The Asian palm civet is found inhabiting the tropical jungles and rainforests throughout much of Asia. The main populations of the Asian palm civet however are found in southern India, Sri Lanka, South-east Asia and southern China. Unfortunately, Asian palm civets have been drastically affected by increasing deforestation (and therefore habitat loss) in their native regions.
The Asian palm civet is widely spread and fairly commonly found throughout much of Asia and despite their cat-like appearance and behaviours, Asian palm civets are not felines at all but are in fact more closely related to other small carnivores including weasels and mongooses. Unlike other civet species the tail of the Asian palm civet does not have rings, but the face of this species is banded like that of a raccoon.
The Asian palm civet is solitary animal that only comes out under the cover of night to hunt and catch food. These nocturnal animals are primarily ground-dwelling and highly terrestrial as they mark their ranges by dragging their anal glands along the ground. Despite being predominately ground-dwelling though the Asian palm civet is known to climb up into the trees either in search of food or to hide from approaching predators.
The Asian palm civet is a carnivorous animal, and like other species of civet, it survives on a meat-based diet, supplemented by the odd plant or fruit. Small animals such as rodents, lizards, snakes and frogs make up the majority of the Asian palm civet's diet, along with insects and other small creatures scuttling through the under-growth. Asian palm civets are also known to eat the fruits and flowers of palms, mangos and coffee in their natural habitats.

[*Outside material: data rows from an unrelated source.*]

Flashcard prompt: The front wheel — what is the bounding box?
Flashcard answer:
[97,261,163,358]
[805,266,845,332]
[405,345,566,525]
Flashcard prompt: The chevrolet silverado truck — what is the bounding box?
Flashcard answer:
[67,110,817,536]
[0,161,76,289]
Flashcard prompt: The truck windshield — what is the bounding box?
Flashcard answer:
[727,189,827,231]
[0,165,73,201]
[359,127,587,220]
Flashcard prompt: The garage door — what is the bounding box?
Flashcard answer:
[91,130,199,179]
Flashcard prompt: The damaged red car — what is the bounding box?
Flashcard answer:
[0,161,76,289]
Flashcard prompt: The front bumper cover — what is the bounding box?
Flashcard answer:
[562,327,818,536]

Despite being a secretive yet relatively ferocious predatory animal, the Asian palm civet is actually preyed upon by a number of predators within their natural environment. Large predatory cats are the most common predators of the Asian palm civet including tigers and leopards along with reptiles such as large snakes and crocodiles.

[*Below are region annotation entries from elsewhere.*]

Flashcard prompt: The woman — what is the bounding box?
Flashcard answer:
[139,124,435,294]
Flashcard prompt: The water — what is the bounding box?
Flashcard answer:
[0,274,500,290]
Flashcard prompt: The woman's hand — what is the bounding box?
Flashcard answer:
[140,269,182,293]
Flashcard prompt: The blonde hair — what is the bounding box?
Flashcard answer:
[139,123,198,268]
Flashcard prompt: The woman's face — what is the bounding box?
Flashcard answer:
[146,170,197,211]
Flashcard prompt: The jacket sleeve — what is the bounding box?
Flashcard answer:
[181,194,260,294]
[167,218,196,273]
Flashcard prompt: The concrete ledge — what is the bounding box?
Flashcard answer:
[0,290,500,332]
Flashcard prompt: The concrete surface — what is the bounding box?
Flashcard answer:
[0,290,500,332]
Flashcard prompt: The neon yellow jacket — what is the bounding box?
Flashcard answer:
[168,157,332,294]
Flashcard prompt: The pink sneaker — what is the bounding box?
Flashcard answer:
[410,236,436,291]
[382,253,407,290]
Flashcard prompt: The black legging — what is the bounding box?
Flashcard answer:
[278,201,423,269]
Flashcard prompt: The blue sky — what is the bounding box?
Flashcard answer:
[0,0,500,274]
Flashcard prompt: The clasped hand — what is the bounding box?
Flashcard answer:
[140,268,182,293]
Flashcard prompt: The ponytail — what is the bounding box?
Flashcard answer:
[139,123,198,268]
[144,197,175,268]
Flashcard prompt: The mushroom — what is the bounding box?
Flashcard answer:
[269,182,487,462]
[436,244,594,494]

The female Asian palm civet usually gives birth to up to 4 young after a gestation period that lasts for a couple of months. The babies are weaned by their mother until they are strong enough to fend for themselves. Asian palm civets can live for up to 20 years, although most rarely get to be this old.
Today, the Asian palm civet is under threat from deforestation and therefore drastic loss of much of its natural habitat. The main reason for such extensive deforestation in the area is either for logging or to clear the land to make way for palm oil plantations.